Viele Raumfahrer vor ihm hatten schon ihre Ergriffenheit geschildert beim Anblick ihres Heimatplaneten Erde, dessen Leben spendende blaue Atmosphäre vom All aus gesehen so verletzlich und dünn erscheint wie der Morgentau auf einem Apfel. Für Merbold hat dieser Eindruck bis heute nichts an Intensität verloren. Wieder und wieder ist er nach seinen Eindrücken gefragt worden, und noch heute hat er Schwierigkeiten, die passenden Worte zu finden: "Diesen Anblick müsste eigentlich ein Dichter beschreiben, da verlässt mich meine Sprache."

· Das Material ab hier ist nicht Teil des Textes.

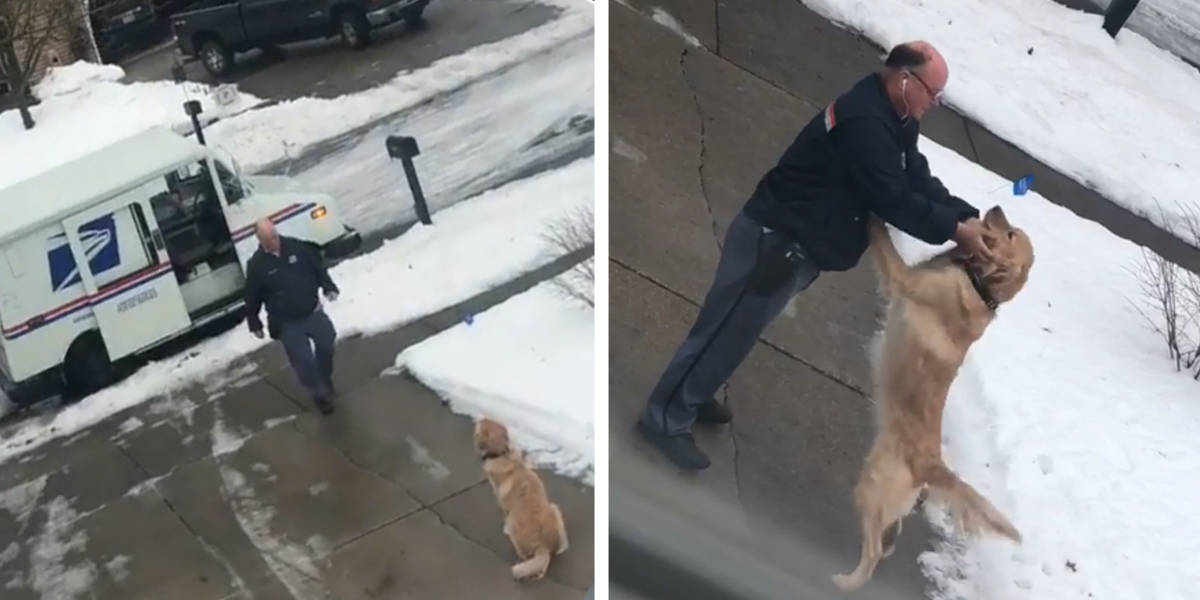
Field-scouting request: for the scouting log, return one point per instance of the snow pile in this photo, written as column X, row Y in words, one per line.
column 527, row 364
column 471, row 247
column 84, row 108
column 1119, row 117
column 73, row 77
column 471, row 141
column 257, row 138
column 91, row 109
column 1072, row 420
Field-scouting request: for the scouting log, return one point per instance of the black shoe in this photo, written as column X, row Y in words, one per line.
column 324, row 406
column 681, row 449
column 713, row 413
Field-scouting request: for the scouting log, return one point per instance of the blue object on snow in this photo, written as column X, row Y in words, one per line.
column 1023, row 185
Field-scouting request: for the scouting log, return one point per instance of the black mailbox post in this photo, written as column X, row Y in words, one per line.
column 192, row 107
column 1117, row 13
column 405, row 148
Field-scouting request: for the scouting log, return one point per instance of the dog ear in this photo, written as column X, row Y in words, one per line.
column 996, row 219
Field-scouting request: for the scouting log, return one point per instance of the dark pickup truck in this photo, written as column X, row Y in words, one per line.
column 214, row 30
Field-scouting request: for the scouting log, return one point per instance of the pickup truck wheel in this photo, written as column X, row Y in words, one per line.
column 355, row 30
column 217, row 59
column 413, row 18
column 87, row 367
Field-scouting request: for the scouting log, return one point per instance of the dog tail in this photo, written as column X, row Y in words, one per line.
column 563, row 544
column 972, row 511
column 534, row 567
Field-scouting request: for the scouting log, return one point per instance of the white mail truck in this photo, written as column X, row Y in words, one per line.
column 131, row 246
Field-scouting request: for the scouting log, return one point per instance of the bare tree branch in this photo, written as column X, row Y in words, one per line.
column 569, row 234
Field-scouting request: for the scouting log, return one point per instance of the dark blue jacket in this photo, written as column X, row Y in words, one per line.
column 855, row 157
column 286, row 283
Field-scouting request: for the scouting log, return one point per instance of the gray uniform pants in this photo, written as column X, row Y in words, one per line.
column 309, row 343
column 757, row 274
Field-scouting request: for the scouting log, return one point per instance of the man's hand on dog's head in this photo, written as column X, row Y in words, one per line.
column 970, row 237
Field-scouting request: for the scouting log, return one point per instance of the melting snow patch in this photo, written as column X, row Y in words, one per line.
column 130, row 425
column 421, row 456
column 10, row 553
column 293, row 564
column 225, row 439
column 49, row 573
column 22, row 499
column 118, row 568
column 665, row 19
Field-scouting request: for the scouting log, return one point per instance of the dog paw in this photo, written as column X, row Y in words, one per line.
column 846, row 582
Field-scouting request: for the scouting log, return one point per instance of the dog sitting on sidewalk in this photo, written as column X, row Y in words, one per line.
column 936, row 310
column 532, row 522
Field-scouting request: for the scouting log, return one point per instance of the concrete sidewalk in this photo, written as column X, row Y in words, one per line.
column 237, row 489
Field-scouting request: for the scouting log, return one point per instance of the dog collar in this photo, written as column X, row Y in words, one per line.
column 981, row 287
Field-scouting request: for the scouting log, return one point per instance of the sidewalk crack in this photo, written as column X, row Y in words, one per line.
column 703, row 148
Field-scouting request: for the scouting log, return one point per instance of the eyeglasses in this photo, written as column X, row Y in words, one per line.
column 936, row 95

Was Politiker im Weltraum lernen könnten
Merbold glaubt, dass auch Politiker etwas für ihre Arbeit lernen würden, wenn sie einmal die Erde "von oben" aus sehen könnten: "Das würde vielleicht ihre Neigung befördern, auch in ihrem Land mehr zu tun, um die Natur nicht zu überfordern", sagt er im AP-Interview. Doch diesen Rat hat schon in der Zeit des Kalten Krieges, aus der er stammt, niemand befolgt.

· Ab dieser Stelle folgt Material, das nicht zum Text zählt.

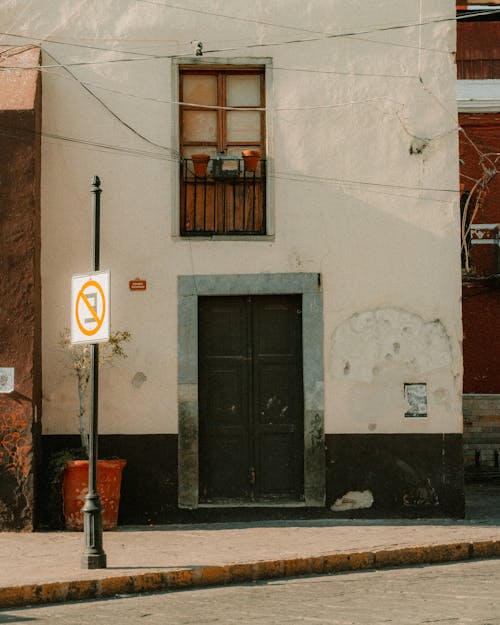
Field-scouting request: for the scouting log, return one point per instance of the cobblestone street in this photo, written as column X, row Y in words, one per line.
column 463, row 593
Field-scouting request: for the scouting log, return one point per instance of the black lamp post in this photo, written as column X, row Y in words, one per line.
column 93, row 556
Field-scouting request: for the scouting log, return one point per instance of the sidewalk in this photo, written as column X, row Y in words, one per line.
column 45, row 567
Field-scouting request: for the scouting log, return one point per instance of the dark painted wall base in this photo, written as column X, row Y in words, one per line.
column 417, row 475
column 408, row 476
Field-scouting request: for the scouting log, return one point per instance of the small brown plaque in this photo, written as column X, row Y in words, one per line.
column 137, row 284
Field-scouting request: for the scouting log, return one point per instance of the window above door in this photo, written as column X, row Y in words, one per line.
column 221, row 121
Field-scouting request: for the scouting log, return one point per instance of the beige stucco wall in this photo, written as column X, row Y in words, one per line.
column 363, row 155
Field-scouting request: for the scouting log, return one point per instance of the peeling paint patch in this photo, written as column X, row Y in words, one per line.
column 138, row 379
column 372, row 341
column 353, row 500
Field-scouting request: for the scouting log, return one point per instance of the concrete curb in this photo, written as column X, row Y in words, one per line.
column 198, row 577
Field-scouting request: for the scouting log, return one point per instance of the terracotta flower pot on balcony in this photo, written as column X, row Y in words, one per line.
column 75, row 487
column 251, row 159
column 200, row 164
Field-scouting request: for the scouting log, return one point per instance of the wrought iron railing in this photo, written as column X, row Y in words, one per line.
column 228, row 199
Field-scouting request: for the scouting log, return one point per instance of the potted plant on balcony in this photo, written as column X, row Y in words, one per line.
column 251, row 159
column 200, row 164
column 69, row 468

Angefangen hatte Merbolds Raumfahrtabenteuer mit einer ungewöhnlichen Anzeige, die im Spätwinter 1977 in mehreren überregionalen bundesdeutschen Tageszeitungen unter der Rubrik "Stellenangebote" erschienen war: "Wissenschaftler im Weltraumlabor gesucht", annoncierte die Deutsche Forschungs- und Versuchsanstalt für Luft- und Raumfahrt (DFVLR, heute DLR). Mehr als 700 bundesdeutsche Wissenschaftler meldeten sich, unter ihnen der diplomierte und promovierte Physiker Merbold vom Max-Planck-Institut für Metallforschung in Stuttgart.

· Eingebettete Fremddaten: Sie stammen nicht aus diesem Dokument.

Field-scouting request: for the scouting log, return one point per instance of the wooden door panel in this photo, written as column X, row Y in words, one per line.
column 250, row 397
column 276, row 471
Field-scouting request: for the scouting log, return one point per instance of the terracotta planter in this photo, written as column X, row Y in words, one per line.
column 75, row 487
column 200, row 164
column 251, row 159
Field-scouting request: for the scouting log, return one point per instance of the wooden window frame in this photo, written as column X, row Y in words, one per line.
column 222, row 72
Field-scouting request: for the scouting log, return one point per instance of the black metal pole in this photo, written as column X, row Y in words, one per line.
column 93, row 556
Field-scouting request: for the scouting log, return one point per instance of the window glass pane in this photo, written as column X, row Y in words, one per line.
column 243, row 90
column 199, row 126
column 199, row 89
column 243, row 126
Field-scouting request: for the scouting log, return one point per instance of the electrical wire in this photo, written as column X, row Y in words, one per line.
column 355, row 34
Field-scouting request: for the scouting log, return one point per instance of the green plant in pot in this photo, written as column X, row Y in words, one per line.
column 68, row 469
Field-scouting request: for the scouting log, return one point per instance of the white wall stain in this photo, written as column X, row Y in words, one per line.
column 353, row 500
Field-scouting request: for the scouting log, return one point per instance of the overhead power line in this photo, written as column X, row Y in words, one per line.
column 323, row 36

Merbold gehörte zu den Wenigen, die alle Tests bestanden und alle Voraussetzungen erfüllten. Zusammen mit dem Niederländer Wubbo Ockels wurde er schon 1978 für die Feuertaufe des Spacelab nominiert. Die allerletzte Entscheidung fiel zu seinen Gunsten.
Fünf Jahre hartes Training
Als die von Kommandant John Young geflogene "Columbia" an jenem 28. November nach einem heißen Ritt auf dem Feuerstrahl aus fünf Raketenmotoren den blauen Himmel verließ und die Atmosphäre langsam schwarz wurde, begann für Merbold eine Arbeit, für die er fünf Jahre lang hart trainiert hatte. 72 wissenschaftliche Experimente aus acht Fachdisziplinen führte er in der Schwerelosigkeit des Raumlabors durch. Noch heute äußert er sein Erstaunen darüber, dass mit emotionalen Äußerungen eher sparsam umgehende Wissenschaftler schier "aus dem Häuschen" gerieten über die Ergebnisse, die die Spacelab-Computer zur Erde übermittelten.
Nach seinem Ersteinsatz war Merbold noch zwei Mal im All. Vom 22. bis 31. Januar 1992 arbeitete der Physiker an Bord der Raumfähre "Discovery" im Internationalen Mikrogravitationslabor (IML). Am 3. Oktober 1994 startete er zur vierwöchigen ersten europäischen Mission auf der russischen Raumstation MIR, deren robuste Funktionalität er noch heute mit Hochachtung beschreibt: "Die MIR war 15 Jahre lang die einzige von Menschen erbaute Kunst-Welt im All, die auf Dauer die Besatzungen am Leben erhielt - das ist eine phänomenale Leistung der Russen." Es sei gut, dass die Russen jetzt am Bau der Internationalen Raumstation ISS beteiligt seien: "Da kann dann jede Seite ihre Stärken einbringen."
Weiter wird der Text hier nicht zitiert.